Cayóme en gracia la advertencia. Al fin, él se fue. Yo di al carcelero un escudo; quitóme los grillos. Dejábame entrar en su casa. Tenía una ballena por mujer y dos hijas del diablo, feas y necias, y de la vida, a pesar de sus caras. Sucedió que el carcelero (se llamaba tal Blandones de San Pablo, y la mujer doña Ana Moráez) vino a comer, estando yo allí, muy enojado y bufando. No quiso comer. La mujer, recelando alguna gran pesadumbre, se llegó a él, y le enfadó tanto con las acostumbradas importunidades, que dijo:

—¿Qué ha de ser, si el bellaco ladrón de Almendros el aposentador, me ha dicho, teniendo palabras con él sobre el arrendamiento, que vos nos sois limpia?

—¿Tantos rabos me ha quitado el bellaco? —dijo ella—; por el siglo de mi agüelo, que no sois hombre, pues no le pelastes las barbas. ¿Llamo yo a sus criadas que me limpien?

Y volviéndose a mí, dijo:

—Vale Dios que no me podrá decir que soy judía como él, que de cuatro cuartos que tiene, los dos son de villano y los otros ocho maravedís de hebreo. A fe, señor don Pablos, que si yo lo oyera, que yo le acordara de que tiene las espaldas en el aspa de San Andrés.

Entonces, muy afligido el alcaide, respondió:

—¡Ay, mujer, que callé porque dijo que en esa teníades vos dos o tres madejas! Que lo sucio no os lo dijo por lo puerco, sino por el no lo comer.

—Luego ¿judía dijo que era? ¿Y con esa paciencia lo decís, buenos tiempos? ¿Así sentís la honra de doña Ana Moráez, hija de Esteban Rubio y Joan de Madrid, que sabe Dios y todo el mundo?

—¡Cómo! ¿Hija —dije yo— de Joan de Madrid?

—De Joan de Madrid, el de Auñón.

—Voto a Dios —dije yo— que el bellaco que tal dijo es un judío, puto y cornudo.

Y volviéndome a ellas:

—Joan de Madrid, mi señor, que esté en el cielo, fue primo hermano de mi padre. Y daré yo probanza de quién es y cómo; y esto me toca a mí. Y si salgo de la cárcel yo le haré desdecir cien veces al bellaco. Ejecutoria tengo en el pueblo, tocante a entrambos, con letras de oro.
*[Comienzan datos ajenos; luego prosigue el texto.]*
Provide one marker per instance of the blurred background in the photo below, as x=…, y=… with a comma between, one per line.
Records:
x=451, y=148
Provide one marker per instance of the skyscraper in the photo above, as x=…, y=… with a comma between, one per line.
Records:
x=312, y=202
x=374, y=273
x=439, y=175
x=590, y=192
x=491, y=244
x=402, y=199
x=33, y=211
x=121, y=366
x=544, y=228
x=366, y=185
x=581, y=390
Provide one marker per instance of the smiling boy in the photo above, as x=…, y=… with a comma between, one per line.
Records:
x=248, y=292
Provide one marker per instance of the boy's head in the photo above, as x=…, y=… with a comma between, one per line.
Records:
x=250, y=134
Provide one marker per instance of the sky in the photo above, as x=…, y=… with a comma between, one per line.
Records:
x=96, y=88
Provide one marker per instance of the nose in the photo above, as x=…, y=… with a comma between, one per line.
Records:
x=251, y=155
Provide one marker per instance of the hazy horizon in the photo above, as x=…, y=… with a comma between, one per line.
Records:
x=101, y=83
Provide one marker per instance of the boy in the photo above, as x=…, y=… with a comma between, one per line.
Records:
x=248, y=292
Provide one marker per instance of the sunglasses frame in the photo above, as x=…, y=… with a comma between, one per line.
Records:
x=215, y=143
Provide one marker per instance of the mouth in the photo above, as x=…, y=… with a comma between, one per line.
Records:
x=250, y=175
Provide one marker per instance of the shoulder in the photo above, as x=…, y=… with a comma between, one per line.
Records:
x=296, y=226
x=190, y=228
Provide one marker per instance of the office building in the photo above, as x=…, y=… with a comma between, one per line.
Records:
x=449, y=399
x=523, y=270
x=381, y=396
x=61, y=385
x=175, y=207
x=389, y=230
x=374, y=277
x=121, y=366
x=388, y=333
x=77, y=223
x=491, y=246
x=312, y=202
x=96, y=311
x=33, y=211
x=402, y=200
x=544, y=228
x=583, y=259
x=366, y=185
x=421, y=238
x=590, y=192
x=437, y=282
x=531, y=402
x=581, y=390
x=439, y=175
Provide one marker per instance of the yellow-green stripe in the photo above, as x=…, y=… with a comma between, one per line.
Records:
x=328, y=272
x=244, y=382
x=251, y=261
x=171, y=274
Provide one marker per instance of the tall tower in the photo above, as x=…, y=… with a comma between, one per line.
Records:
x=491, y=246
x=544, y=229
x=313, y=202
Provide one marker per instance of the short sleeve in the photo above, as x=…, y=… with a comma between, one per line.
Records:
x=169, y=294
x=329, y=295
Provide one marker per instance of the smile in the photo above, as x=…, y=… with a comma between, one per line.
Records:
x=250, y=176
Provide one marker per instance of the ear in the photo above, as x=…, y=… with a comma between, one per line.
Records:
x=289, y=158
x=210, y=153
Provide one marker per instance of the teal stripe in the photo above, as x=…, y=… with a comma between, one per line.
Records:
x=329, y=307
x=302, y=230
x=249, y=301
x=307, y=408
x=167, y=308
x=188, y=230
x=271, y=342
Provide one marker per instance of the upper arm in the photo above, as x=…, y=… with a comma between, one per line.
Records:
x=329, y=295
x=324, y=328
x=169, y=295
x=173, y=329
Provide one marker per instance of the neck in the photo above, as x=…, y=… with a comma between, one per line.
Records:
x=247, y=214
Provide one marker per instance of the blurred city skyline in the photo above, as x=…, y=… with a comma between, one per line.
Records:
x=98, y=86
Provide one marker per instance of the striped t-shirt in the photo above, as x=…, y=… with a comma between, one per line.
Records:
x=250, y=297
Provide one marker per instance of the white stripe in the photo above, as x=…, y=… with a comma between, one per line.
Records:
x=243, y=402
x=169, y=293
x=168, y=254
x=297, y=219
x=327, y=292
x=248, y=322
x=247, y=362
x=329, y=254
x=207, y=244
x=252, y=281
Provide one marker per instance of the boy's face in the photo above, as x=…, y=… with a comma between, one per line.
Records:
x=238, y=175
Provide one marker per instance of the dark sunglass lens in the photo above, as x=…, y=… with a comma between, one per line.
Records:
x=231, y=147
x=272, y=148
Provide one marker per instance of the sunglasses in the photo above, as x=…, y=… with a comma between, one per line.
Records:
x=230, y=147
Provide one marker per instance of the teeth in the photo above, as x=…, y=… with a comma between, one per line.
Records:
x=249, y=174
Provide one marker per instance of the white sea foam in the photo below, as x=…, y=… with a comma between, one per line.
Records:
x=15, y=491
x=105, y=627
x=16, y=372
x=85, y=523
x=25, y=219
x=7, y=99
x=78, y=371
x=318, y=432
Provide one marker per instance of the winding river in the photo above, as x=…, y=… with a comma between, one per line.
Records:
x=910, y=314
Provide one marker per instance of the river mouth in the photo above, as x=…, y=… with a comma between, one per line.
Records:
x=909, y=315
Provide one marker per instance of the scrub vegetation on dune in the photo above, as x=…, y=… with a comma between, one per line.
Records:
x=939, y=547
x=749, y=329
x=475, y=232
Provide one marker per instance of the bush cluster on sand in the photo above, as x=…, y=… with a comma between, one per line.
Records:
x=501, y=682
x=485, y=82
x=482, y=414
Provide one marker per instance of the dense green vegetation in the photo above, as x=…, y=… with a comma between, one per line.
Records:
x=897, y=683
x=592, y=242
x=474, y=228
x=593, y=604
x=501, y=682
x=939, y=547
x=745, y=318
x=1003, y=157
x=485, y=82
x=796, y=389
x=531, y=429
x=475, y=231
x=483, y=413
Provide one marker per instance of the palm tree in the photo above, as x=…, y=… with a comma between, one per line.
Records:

Alegráronse con el nuevo pariente y cobraron ánimo con lo de la ejecutoria. Y ni yo la tenía ni sabía quiénes eran. Comenzó el marido a quererse informar del parentesco por menudo. Yo, porque no me cogiese en mentira, hice que me salía de enojado, votando y jurando. Tuviéronme, diciendo que no se tratase más de ello. Yo, de rato en rato, salía muy al descuido con decir:

—¡Joan de Madrid! ¡Burlando es la probanza que yo tengo suya!

Otras veces decía:

—¡Joan de Madrid, el mayor! Su padre de Joan de Madrid fue casado con Ana de Acevedo, la gorda.

Y callaba otro poco. Al fin, con estas cosas, el alcaide me daba de comer y cama en su casa, y el escribano, solicitado de él y cohechado con el dinero, lo hizo tan bien, que sacaron a la vieja delante de todos en un palafrén pardo a la brida, con un músico de culpas delante. Era el pregón: «¡A esta mujer, por ladrona!» Llevábale el compás en las costillas el verdugo, según lo que le habían recetado los señores de los ropones. Luego seguían todos mis compañeros, en los overos de echar agua, sin sombreros y las caras descubiertas. Sacábanlos a la vergüenza y cada uno, de puro roto, llevaba la suya de fuera. Desterráronlos por seis años. Yo salí en fiado, por virtud del escribano. Y el relator no se descuidó, porque mudó tono, habló quedo y ronco, brincó razones y mascó cláusulas enteras.

Capítulo V

De cómo tomó posada, y la desgracia que le sucedió en ella

Salí de la cárcel. Halléme solo y sin los amigos; aunque me avisaron que iban camino de Sevilla a costa de la caridad, no los quise seguir.

Determinéme de ir a una posada, donde hallé una moza rubia y blanca, miradora, alegre, a veces entremetida y a veces entresacada y salida; zaceaba un poco; tenía miedo a los ratones; preciábase de manos y por enseñarlas siempre despabilaba las velas, partía la comida en la mesa, en la iglesia siempre tenía puestas las manos, por las calles iba enseñando siempre cuál casa era de uno y cuál de otro, en el estrado, de contino tenía un alfiler que prender en el tocado, si se jugaba a algún juego era siempre el de pizpirigaña, por ser cosa de mostrar manos. Hacía que bostezaba, adrede, sin tener gana, por mostrar los dientes y hacer cruces en la boca. Al fin, toda la casa tenía ya tan manoseada que enfadaba ya a sus mismos padres.